Angelo Peretti
Il tema era questo: "Intorno ai 12°, vini a ridotto tenore di alcol, un’opportunità di mercato". Mi riferisco al convegno che, puntuale come ogni anno, l'Informatore Agrario ha proposto a Vinitaly. E per me era ed è argomento di particolare interesse, visto che son paladino pressoché da sempre dei vini "da bere".Orbene, Clementina Palese, che guidava il parterre dei relatori, ha voluto darmi la parola, ché dicessi la mia sulla questione. E la questione è quella del ridurre la gradazione alcolica, ormai spesso in crescita esponenziale, dei vini.
L'opinione che ho espresso, e che ho visto parecchio ripresa sul web, è che probabilmente, più che preoccuparci di come ridurre in cantina il tenore alcolico dei vini, dovremmo seriamente ripensare la nostra viticoltura. Dagli anni Ottanta in poi abbiamo guyotizzato il vigneto italiano. Tutti a far filari, tutti ad addensare gli impianti, tutti a piantare cloni evoluti, tutti a predicare il verbo delle basse rese per ettaro e per ceppo. Insomma, abbiamo omologato il vigneto allo stile bordolese-californiano. Con la differenza che quello stile va bene a Bordeaux, ma non per forza altrove. Ma no, bisognava seguire il dogma del filare e del vino concentarto, muscolo, tannico, alcolico. E adesso ci si ritrovano per le mani uve pregne di zuccheri, da cui si ricavano per forza vini troppo alcolici. E si vorrebbe porci rimedio in cantina, abbassando l'alcol con l'aiuto della tecnologia.
Ma, dico, scherziamo? Prima dopiamo l'uva nel vigneto e poi ridopiamo al contrario il vino in cantina? E abbiamo ancora il coraggio di chiamarlo vino?
Non è che magari sarebbe meglio rivedere l'assetto del vigneto, la forma d'allevamento, e magari lasciar che la vigna cresca un po' di più, e faccia un po' d'uva in più, e insomma permettere che la gradazione più bassa e il vino il più bevibile nascano nel vigneto, come sarebbe logico che fosse?
Ecco, io credo questo: che non per forza il filare vada bene ovunque e che, soprattutto, non per forza le basse rese siano l'ottimale. E sono pronto a prenderni la croce di questa mia affermazione. Ma io non voglio vini palestrati, da concorso o da degustazione, voglio vini che stiano in tavola col cibo.

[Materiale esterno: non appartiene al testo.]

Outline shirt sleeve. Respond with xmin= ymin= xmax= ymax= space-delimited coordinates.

Diverso è il discorso relativo a una dealcolizzazione pressoché totale del vino. Ecco, quella la vedo come un'opportunità. Certo, il prodotto finale non sarà vino e sarebbe dunque meglio trovargli un nome diverso rispetto a "vino dealcolato", ma credo che sia un bene studiare un prodotto nuovo, che permetta di smaltire la sovraproduzione di uve senza farla transitare dalle doc o dalle igt. Credo che questo permetterebbe - assieme - di destinare ai vini a denominazione le uve migliori, di ridurre le giacenze e comunque di garantire un discreto reddito a chi coltiva. Lo spazio sul mercato c'è: si pensi ad esempio a quei milioni di persone che non bevono alcol per ragioni religiose. L'obiezione che questo pseudo-vino dealcolato possa uccidere il vino vero non la accolgo. La Diet Coke non credo abbia mangiato quote di mercato alla Coca Cola classica, e la birra a zero gradi o quasi non ha sottratto spazio a quella tradizionale, ed anzi stanno fiorendo ovunque microbirrifici che fanno birre artigianali. I target di mercato son diversi, e tanto vale occuparli.